In order to determine whether the differences in Cel6A protein levels were reflected by RNA-level expression of the transgene, levels of cel6A mRNA were examined by probing RNA blots. FIG. 7 shows an autoradiogram of a blot that used RNA extracted from the same leaves used for the immunoblot in FIG. 6B. FIG. 7 shows that monocistronic cel6A transcript (at 1.3 knt) was most abundant in TetC-Cel6A tobacco. Monocistronic cel6A transcript was least abundant in GFP-Cel6A transformed tobacco, with NPTII-Cel6A plants showing an intermediate level of monocistronic cel6A transcript. Dicistronic trnI-cel6A transcript (at 2.3 knt) was also most abundant in TetC-Cel6A tobacco. Tricistronic 16s rrn-trnI-cel6A and an incompletely characterized transcript containing both cel6A and trnI (at 4.0 knt and approximately 3.0 knt, respectively) accumulated to approximately equal levels in TetC-Cel6A, NPTII-Cel6A, and GFP-Cel6A plants. RNA bands were identified on the basis of predicted transcript sizes and were confirmed on RNA blots with a trnI-specific probe.

Example-2

This Example describes chloroplast production of Beta-glucosidase (BglC from T. fusca) using three DB fusions in tobacco.

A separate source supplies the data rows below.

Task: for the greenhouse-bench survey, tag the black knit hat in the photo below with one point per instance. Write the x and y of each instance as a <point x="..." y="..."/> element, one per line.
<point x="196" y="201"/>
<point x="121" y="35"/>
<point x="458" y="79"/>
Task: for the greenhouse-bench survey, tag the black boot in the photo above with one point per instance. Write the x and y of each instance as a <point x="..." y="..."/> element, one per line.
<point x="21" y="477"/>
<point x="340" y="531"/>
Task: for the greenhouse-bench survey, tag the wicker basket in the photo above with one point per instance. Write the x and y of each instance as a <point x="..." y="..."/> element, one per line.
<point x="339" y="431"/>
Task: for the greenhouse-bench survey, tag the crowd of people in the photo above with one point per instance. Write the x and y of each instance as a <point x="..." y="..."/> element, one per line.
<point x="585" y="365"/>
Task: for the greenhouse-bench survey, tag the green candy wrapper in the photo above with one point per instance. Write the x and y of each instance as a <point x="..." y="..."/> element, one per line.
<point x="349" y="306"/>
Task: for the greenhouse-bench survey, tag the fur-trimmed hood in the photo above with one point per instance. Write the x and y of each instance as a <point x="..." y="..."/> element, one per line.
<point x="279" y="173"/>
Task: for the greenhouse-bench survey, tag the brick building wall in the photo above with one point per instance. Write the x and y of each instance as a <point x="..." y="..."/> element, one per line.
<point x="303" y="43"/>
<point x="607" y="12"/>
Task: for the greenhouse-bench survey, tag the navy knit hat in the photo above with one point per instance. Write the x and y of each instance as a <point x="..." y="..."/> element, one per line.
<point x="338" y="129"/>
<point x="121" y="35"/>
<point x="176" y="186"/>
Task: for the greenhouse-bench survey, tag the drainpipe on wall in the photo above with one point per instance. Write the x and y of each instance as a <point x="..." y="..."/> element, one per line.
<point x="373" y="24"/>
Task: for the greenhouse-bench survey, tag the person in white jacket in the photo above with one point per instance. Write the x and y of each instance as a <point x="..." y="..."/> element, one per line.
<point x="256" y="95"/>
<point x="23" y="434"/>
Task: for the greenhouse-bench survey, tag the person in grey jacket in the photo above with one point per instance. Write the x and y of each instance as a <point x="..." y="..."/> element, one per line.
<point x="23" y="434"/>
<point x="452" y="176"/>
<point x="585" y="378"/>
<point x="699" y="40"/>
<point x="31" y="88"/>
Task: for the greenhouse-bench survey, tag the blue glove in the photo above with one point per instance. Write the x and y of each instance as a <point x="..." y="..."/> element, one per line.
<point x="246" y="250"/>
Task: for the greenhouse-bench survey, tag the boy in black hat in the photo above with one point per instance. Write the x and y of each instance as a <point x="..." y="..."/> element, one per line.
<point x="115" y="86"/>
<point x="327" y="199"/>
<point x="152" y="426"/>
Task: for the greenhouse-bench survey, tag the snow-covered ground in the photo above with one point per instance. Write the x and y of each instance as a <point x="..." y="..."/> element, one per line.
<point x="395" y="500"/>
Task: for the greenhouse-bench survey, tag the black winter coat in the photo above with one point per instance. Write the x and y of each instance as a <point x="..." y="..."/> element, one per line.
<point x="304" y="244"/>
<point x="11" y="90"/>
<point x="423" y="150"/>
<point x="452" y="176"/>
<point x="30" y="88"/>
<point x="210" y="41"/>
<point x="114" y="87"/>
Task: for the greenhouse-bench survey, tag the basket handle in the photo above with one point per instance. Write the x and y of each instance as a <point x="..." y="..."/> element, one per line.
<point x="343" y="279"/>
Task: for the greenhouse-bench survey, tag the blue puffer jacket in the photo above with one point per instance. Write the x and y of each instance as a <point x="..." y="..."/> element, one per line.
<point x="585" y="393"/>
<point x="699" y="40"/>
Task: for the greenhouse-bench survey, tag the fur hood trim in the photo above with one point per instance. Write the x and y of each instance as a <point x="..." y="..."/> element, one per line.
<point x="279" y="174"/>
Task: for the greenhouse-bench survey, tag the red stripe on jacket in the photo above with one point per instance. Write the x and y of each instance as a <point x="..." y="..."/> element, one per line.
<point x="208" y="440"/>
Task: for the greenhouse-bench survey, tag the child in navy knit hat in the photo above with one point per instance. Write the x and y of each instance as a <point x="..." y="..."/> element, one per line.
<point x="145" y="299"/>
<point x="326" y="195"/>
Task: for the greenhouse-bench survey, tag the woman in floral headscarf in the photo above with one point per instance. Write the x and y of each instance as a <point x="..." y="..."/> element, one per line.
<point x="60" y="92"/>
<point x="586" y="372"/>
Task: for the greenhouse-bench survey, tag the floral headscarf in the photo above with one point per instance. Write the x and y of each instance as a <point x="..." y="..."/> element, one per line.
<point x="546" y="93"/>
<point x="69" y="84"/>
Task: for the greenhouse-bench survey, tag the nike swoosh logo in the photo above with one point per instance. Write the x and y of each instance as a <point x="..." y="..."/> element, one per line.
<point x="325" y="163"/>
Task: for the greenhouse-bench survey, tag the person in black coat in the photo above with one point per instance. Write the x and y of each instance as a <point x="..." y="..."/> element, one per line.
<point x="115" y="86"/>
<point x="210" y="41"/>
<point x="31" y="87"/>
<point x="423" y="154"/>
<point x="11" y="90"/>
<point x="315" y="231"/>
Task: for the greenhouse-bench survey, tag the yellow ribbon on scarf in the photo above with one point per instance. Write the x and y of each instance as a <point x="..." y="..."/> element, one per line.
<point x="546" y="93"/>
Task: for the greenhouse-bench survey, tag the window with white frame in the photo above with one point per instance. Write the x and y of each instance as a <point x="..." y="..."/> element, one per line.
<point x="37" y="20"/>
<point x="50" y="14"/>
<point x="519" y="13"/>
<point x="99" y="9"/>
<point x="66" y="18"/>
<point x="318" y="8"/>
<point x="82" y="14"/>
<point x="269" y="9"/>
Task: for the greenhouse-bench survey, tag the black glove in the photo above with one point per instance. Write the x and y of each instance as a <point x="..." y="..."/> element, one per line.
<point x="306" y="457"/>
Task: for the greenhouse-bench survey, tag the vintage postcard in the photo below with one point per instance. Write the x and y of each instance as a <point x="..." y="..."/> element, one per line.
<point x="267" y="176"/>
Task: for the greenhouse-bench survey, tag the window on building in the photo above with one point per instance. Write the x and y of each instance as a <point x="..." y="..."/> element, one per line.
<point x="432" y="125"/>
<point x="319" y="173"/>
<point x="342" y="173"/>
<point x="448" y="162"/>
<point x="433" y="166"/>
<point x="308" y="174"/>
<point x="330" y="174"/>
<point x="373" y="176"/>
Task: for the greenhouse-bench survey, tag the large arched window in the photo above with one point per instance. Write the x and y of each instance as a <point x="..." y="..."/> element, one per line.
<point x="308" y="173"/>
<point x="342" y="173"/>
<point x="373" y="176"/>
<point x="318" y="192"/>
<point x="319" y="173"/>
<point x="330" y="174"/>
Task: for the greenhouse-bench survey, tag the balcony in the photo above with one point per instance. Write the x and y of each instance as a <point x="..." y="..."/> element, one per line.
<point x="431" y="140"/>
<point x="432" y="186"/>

Chloroplast transformation vectors containing the bglC gene fused at its 5′ end to the TetC, NPTII, and GFP DB regions were constructed by PCR amplifying the bglC gene fused to these DB regions with the forward primers shown in Table 4 and a reverse primer BglC-rev also shown in Table 4. The nucleotides coding for the 5′ end of the bglC gene are underlined. Chloroplast transformation vectors were constructed and chloroplast-transformed tobacco generated using the methods described in Example 1. FIGS. 8A-8D shows that these experiments resulted in high-level NPTII-BglC production, with 8.0-11.6% of total soluble leaf protein present as NPTII-BglC

Beta-glucosidase (Bgl1 from Aspergillus niger) has been expressed previously in tobacco from the nuclear genome (Wei et al. (2004) Plant Biotechnol J 2: 341-350) and targeted to various subcellular locations, but the experiment described herein was the first report of β-glucosidase expression from the plastid genome. The best-expressing plant line produced by Wei et al. was only able to produce β-glucosidase at 2.3% TSP, while the best-expressing line of chloroplast-transformed tobacco expresses NPTII-BglC at 8.0-11.6% TSP, a 3.5- to 5-fold increase relative to the levels of β-glucosidase production reported by Wei et al. (2004).

Example-3

This Example describes codon optimization of DB in fusion protein design.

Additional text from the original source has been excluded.